Râleur pas en retard et observateur pas tout neuf
L'an passé tu m'avais confié ton lapin pendant tes vacances, et ça ne s'était pas trop bien passé. Il m'avait mordu pendant que, suivant tes consignes, je le caressais entre les oreilles, et il tapait du pied toute la nuit!
Cette année, tu m'as imposé ton coucou et sa drôle de maison et ce n'est pas de tout repos non plus.
Tout avait plutôt bien commencé, ta bête restait discrète et silencieuse. Elle ne sortait d'ailleurs pas de son nid et je n'avais même pas vu à quoi elle ressemblait. Et puis, alors que je vaquais tranquillement à mes occupations, j'entendis un bruit déchirant qui me fit sursauter.
Je me retournai vers la maison du coucou: rien! Mais qui d'autre que lui? Je me mis donc à surveiller le nid. J'allais m'endormir quand subitement, avec une fulgurante rapidité, l'oiseau sortit de son nid, poussa son cri et réintégra ses pénates comme si de rien n'était. Tout ça n'avait duré qu'une fraction de seconde et je dus me pincer pour m'assurer que je n'avais pas rêvé.
Après plusieurs jours d'observation, j'arrivai aux conclusions suivantes: le coucou sortait plusieurs fois par jour, toujours suivant le même processus, à savoir qu'une petite porte s'ouvrait, la bête se projetait en avant, chantait, repartait à vitesse grand V en arrière et refermait sa porte! Ni vu, ni connu, sale bête! De plus, il me sembla que ces sorties avaient lieu à intervalles réguliers.
J'entrepris donc de le chronométrer et, en répétant plusieurs fois l'expérience, j'en vins à déduire qu'il sortait précisément toutes les heures.
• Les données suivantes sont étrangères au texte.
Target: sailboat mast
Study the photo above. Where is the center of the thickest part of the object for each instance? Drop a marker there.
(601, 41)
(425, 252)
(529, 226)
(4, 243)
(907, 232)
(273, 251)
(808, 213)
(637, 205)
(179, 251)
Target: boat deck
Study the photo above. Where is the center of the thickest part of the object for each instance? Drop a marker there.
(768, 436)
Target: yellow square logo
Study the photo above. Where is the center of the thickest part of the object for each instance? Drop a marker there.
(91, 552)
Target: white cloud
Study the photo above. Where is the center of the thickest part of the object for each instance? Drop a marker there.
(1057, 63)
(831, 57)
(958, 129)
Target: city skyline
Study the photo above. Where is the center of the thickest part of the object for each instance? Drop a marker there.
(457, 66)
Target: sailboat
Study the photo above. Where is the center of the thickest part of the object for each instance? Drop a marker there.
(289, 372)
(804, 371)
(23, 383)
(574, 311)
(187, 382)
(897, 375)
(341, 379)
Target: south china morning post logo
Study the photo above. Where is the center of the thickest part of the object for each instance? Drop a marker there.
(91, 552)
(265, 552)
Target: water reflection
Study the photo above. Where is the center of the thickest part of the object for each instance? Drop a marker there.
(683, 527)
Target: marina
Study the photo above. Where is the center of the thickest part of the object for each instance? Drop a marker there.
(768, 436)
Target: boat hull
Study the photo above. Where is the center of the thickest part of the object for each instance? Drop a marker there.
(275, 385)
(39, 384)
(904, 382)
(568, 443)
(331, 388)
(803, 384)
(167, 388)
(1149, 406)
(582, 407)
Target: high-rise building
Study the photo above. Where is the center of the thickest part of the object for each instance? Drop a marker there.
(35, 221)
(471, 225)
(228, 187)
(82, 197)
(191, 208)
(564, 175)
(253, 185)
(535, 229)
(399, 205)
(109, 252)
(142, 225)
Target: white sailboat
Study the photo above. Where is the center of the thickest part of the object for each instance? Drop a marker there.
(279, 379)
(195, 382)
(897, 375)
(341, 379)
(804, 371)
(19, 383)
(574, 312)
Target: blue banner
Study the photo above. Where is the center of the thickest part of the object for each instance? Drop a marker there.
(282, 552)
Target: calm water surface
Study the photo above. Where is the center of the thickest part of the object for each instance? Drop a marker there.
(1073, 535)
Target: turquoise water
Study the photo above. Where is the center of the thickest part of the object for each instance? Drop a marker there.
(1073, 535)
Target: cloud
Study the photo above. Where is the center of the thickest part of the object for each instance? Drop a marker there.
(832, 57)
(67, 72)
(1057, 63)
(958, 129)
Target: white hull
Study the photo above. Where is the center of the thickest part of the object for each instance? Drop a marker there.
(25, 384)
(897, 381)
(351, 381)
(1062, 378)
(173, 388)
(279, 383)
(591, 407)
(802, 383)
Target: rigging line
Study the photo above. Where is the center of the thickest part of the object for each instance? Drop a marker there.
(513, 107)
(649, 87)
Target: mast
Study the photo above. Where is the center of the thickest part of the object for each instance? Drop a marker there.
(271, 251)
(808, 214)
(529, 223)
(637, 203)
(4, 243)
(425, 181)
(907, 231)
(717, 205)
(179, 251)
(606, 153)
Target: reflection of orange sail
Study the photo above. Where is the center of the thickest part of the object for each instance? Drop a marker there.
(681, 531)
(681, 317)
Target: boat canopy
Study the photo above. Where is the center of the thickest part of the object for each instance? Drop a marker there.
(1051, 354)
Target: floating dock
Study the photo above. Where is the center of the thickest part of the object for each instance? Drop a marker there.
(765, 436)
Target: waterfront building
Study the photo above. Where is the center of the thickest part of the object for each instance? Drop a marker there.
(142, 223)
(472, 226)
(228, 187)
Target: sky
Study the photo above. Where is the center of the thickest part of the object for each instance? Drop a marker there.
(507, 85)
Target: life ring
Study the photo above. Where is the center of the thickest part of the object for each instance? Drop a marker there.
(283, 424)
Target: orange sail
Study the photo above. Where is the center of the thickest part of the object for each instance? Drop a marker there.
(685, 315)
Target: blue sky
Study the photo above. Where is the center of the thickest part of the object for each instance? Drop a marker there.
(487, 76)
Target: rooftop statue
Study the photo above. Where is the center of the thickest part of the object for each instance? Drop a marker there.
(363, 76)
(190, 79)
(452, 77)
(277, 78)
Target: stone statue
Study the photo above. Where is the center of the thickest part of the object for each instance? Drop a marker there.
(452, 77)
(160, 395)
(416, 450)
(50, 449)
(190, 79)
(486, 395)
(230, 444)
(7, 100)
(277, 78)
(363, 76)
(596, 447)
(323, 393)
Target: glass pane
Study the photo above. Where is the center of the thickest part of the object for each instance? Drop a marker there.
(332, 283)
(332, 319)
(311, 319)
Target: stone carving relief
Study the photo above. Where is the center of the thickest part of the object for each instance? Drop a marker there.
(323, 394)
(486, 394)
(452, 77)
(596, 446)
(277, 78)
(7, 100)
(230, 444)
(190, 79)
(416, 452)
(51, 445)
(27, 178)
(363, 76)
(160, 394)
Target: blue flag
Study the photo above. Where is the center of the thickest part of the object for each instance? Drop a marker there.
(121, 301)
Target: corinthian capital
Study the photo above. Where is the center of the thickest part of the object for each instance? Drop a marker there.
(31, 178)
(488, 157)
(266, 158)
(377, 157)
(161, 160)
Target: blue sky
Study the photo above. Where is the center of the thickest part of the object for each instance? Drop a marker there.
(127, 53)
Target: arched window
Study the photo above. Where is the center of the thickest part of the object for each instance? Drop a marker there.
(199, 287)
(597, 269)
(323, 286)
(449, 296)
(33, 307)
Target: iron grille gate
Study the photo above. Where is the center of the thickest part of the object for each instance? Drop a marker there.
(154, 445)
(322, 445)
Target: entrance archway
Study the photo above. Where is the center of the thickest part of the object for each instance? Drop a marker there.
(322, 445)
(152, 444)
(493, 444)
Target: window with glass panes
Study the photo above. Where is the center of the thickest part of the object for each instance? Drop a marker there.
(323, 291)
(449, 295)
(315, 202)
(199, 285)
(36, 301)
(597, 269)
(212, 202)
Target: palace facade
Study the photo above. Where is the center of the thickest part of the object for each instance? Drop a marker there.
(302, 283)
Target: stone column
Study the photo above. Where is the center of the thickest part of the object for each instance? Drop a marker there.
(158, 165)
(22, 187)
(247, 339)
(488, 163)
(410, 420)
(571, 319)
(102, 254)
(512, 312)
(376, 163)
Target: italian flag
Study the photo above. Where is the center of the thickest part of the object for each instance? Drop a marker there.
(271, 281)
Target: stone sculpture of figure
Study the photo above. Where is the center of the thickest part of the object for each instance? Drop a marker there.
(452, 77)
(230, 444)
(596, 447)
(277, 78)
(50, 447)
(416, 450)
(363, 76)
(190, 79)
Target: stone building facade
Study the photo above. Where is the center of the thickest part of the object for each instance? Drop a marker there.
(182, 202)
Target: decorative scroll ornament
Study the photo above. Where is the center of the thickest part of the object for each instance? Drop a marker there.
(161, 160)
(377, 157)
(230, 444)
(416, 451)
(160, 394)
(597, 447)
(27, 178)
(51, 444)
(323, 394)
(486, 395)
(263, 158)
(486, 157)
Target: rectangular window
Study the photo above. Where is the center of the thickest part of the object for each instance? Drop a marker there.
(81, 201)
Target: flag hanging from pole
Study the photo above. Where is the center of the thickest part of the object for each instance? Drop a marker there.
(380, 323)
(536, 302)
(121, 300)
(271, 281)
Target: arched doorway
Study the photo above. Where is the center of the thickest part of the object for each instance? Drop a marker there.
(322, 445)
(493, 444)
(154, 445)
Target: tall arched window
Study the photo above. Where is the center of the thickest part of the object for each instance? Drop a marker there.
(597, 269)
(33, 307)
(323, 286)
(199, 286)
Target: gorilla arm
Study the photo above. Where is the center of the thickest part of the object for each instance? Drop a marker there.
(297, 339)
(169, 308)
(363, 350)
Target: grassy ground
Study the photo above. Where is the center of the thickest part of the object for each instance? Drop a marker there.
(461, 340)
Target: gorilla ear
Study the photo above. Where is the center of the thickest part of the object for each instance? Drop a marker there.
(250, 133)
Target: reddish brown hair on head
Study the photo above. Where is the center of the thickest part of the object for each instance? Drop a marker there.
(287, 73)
Je me mis donc en embuscade afin de m'en emparer. L'animal était si rapide, qu'à chaque fois ma main se refermait dans le vide. C'est là que je décidai de changer de stratégie.
Je réglai mon réveil à partir de sa dernière sortie et programmai la sonnerie une heure plus tard. J'attendis patiemment (j'avais l'habitude) tout en pratiquant quelques exercices d'assouplissement pour être bien prêt. Il faudrait passer au ralenti la scène qui suivit. A peine le réveil commença-t-il à sonner que j'anticipai mon mouvement en direction de la cabane si bien que lorsque la porte s'ouvrit j'étais sur la trajectoire du volatile. Je l'attrapai en plein vol. Je t'avoue que je serrai un peu la main qui le tenait avec un plaisir sadique : il n'eut pas le loisir de chanter!
J'ouvris ma main lentement, et là ma pauvre fille, j'allai de stupéfaction en stupéfaction. D'abord, je compris qu'il était mort et puis je me rendis compte rapidement, accroche-toi ma fille, que les suisses t'avaient roulée. Ce n'était pas un vrai coucou, c'était un coucou en bois, comme la marionnette de Gepeto! Ah il était bien peint, le bec bougeait, on aurait pu y croire!
Mais les suisses poussent quand même un peu. Ils tablaient sur la vitesse d'exécution pour qu'on n'y voie que du feu. La vitesse, parlons-en! Je m'aperçus que le coucou était attaché à une sorte de support, mû par un ingénieux mécanisme qui le dépliait et le repliait en accordéon, d'où la prodigieuse rapidité du phénomène.
Quoiqu'il en soit, ne t'inquiète pas trop, car, et c'est là la nouvelle, je t'ai acheté un véritable coucou! Certes, ça n'a pas été facile d'en trouver un et c'était un peu cher. J'ai eu beaucoup de mal à lui attacher les pattes sur le support. Il se débattait mais j'y suis finalement arrivé avec de la colle forte. La deuxième difficulté, ça a été de le faire rentrer dans la maison. En poussant un peu j'y suis parvenu, mais c'est vrai qu'il est un peu plus gros que l'autre et que la porte est un peu petite. (A cette occasion, j'ai vu que les suisses avaient mis des aiguilles pour décorer : n'importe quoi!).
Bon, c'est quand même un coucou français : il lui arrive de chanter dans sa maison quand l'autre ne le faisait jamais. Il n'est pas très ponctuel non plus dans ses sorties. Faut dire qu'il a parfois du mal à passer. Quand le mécanisme le pousse dehors, il est souvent tellement surpris qu'il en oublie de chanter. Bon, globalement, il marche moins bien, c'est sûr, sans doute à cause des pattes collées!
Enfin, ma fille, je serai bien content et soulagé quand tu viendras le reprendre. Alors, dès que tu rentres, n'oublie pas de me faire un petit coucou.